Scientists are designing better and better experiments aimed at finding a particle like the WIMP, but they’re also thinking about how dark matter might turn out to be something different.
Hochberg says she asked herself and her colleagues, as a thought experiment: What if dark matter didn’t primarily interact with other particles? “What would happen if what’s most important about dark matter is how it interacts with itself?”
There could be many particles and forces in addition to the ones we know. These hypothetical particles could be part of a dark sector, which could include both dark-matter particles and new forces that govern dark-matter self-interactions.
If dark-matter particles can interact with each other, scientists should see the effects inside the centers of galaxies and the ways gases rotate around them.

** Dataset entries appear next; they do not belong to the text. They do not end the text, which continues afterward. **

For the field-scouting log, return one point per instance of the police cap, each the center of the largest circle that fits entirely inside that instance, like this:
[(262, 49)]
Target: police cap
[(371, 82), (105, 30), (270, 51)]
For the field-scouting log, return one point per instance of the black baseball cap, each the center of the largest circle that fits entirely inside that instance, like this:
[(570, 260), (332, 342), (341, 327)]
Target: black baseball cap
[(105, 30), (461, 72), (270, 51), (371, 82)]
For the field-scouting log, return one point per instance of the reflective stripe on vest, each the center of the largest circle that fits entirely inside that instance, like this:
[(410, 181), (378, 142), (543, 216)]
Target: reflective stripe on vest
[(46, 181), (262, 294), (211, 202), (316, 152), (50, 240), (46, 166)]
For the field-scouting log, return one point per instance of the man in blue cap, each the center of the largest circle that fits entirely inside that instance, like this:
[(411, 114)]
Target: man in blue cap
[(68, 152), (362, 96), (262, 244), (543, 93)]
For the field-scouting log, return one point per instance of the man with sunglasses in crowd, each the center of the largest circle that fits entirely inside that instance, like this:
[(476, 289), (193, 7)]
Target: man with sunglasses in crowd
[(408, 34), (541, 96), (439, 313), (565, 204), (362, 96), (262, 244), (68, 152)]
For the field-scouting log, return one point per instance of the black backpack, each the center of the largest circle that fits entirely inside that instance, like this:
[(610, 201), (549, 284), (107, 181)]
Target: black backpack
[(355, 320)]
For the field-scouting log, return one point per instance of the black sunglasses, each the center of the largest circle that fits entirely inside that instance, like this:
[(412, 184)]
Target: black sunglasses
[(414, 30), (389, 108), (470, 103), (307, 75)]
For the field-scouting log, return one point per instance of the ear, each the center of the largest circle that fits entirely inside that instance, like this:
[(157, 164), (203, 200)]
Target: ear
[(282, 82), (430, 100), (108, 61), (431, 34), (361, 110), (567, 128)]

“One of the biggest pieces of evidence of self-interactions would be the density profiles of the centers of galaxies,” says Mike Boylan-Kolchin, an associate professor of astronomy at the University of Texas. “And that's usually measured by rotation curve data,” a plot comparing the orbital speed of visible matter in a galaxy to its distance from that galaxy’s center.
Boylan-Kolchin looks for evidence of dark-matter self-interactions by inputting all the known, relevant cosmological variables into a computer program and then simulating the evolution of galaxies. From this, he can study how dark matter shapes cosmic structures and look for evidence of the particle nature of dark matter.
A way to understand the idea of strong self-interactions between dark-matter particles would be to think about how energy could propagate through a dark-matter halo, says Hai-Bo Yu, an associate professor of particle physics at the University of California, Riverside.
Imagine how heat transfers across a room with a heater on, through collisions among air particles, he says. In a galaxy, “dark matter particles could have a temperature gradient just like in the room, and the self-interactions would transport heat from the hot to cold regions of a dark-mater halo and thermalize it. The question is: Can we see this effect in observations?”
Finding dark-matter self-interactions will require mapping large swathes of the night sky, he says.
That's a process scientists are constantly improving. Observatories like the Vera C. Rubin Observatory under construction in Chile might provide the right data to uncover the true nature of dark matter.